Fraser v. ATF
Supporting restrictions on 18-to-20-year-olds’ ability to purchase handguns from federally licensed dealers.
Case Information: Fraser v. Bureau of Alcohol, Tobacco, and Firearms, No. 3:22-cv-00410 (United States District Court for the Eastern District of Virginia, brief filed December 2, 2022)
At Issue: A 20-year-old is the named plaintiff in this class-action challenge to federal restrictions on 18-to-20-year-olds’ ability to purchase handguns from federally licensed dealers. Defendants–the ATF, its director Steven Dettelbach, and Attorney General Merrick Garland–have moved to dismiss, while plaintiffs have asked the court for summary judgment declaring the restrictions invalid. Following requests for supplemental authority to help decide the motions and oral arguments, the Court found that both parties had modified the positions taken in their initial briefings on important questions and ordered them to file replacement briefs.

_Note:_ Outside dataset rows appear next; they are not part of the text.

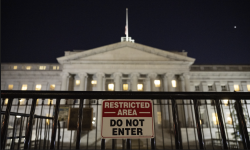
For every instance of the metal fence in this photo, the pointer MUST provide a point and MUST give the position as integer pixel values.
(182, 120)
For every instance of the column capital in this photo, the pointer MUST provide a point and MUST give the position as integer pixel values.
(82, 74)
(186, 75)
(134, 74)
(117, 74)
(100, 74)
(169, 75)
(65, 74)
(152, 75)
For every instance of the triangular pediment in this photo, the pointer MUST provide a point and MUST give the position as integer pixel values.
(123, 51)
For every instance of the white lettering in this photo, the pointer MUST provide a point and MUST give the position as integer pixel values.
(107, 105)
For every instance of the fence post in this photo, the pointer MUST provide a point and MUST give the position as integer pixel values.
(79, 124)
(53, 135)
(5, 123)
(152, 143)
(28, 133)
(178, 143)
(222, 130)
(197, 118)
(242, 124)
(103, 144)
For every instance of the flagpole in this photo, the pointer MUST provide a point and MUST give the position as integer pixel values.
(127, 23)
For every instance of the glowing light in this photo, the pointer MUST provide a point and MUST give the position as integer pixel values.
(94, 82)
(157, 83)
(173, 83)
(77, 82)
(125, 87)
(111, 87)
(139, 87)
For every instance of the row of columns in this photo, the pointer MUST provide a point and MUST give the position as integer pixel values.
(184, 80)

Our Brief: With Brady, we argue that the challenged laws are presumptively constitutional, that plaintiffs cannot overcome the presumption of constitutionality, and that the court should dismiss the case.
Numerous courts have found similar restrictions on young adults to be the type of “longstanding” and “presumptively lawful” firearm regulations that the Supreme Court has declared constitutional. While the challenged laws do not implicate the Second Amendment, our brief provides further context to show they would survive the framework for evaluating gun safety regulations articulated in New York State Rifle & Pistol Association v. Bruen and to identify an established body of empirical research demonstrating the laws’ soundness.

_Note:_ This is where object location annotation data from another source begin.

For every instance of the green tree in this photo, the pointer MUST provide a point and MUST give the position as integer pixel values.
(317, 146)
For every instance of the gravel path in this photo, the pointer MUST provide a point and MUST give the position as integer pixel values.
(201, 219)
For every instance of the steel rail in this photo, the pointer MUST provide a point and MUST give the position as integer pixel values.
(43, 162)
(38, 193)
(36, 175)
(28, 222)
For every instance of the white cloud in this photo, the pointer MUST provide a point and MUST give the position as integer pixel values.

The Supreme Court’s opinion in Bruen made clear that gun safety laws are permissible if they set objective standards and can be analogized to historical gun laws either through a corresponding case or analogical reasoning, an approach that examines the “hows” and “whys” of modern and historical gun regulations to determine if they are part of the nation’s history and tradition.

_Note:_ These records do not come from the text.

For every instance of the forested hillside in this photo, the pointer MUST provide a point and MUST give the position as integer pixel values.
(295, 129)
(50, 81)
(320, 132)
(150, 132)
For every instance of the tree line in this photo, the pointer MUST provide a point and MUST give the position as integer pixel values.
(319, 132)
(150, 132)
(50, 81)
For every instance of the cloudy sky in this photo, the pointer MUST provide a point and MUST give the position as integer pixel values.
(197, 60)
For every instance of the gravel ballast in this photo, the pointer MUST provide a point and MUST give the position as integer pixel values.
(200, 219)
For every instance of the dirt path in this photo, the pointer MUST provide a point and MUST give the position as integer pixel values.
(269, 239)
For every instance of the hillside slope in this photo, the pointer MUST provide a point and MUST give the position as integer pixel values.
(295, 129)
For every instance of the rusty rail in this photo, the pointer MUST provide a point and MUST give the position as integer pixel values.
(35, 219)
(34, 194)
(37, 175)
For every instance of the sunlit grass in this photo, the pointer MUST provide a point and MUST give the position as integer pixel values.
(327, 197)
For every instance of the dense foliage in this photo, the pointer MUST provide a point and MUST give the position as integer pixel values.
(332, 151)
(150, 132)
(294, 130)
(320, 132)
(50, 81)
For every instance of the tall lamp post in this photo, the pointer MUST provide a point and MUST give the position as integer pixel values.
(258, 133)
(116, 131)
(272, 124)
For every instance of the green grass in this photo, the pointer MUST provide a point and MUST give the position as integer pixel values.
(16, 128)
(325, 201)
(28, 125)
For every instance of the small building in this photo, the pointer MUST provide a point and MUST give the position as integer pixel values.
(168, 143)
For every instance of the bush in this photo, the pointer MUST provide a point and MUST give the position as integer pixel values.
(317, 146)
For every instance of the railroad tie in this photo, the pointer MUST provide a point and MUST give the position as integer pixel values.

Under Bruen’s framework, the challenged age-based restrictions are analogous to our historical tradition of firearm restrictions for specific groups posing a heightened risk of violence. Neuroscience, social science, and extensive data have shown that compared to older adults, 18-to-20-year-olds pose a heightened risk for gun violence. This age group is more impulsive, likely to commit crimes with firearms, and likely to attempt suicide–a danger exacerbated by access to firearms. For the above reasons, we urge the court to grant defendants’ motion to dismiss.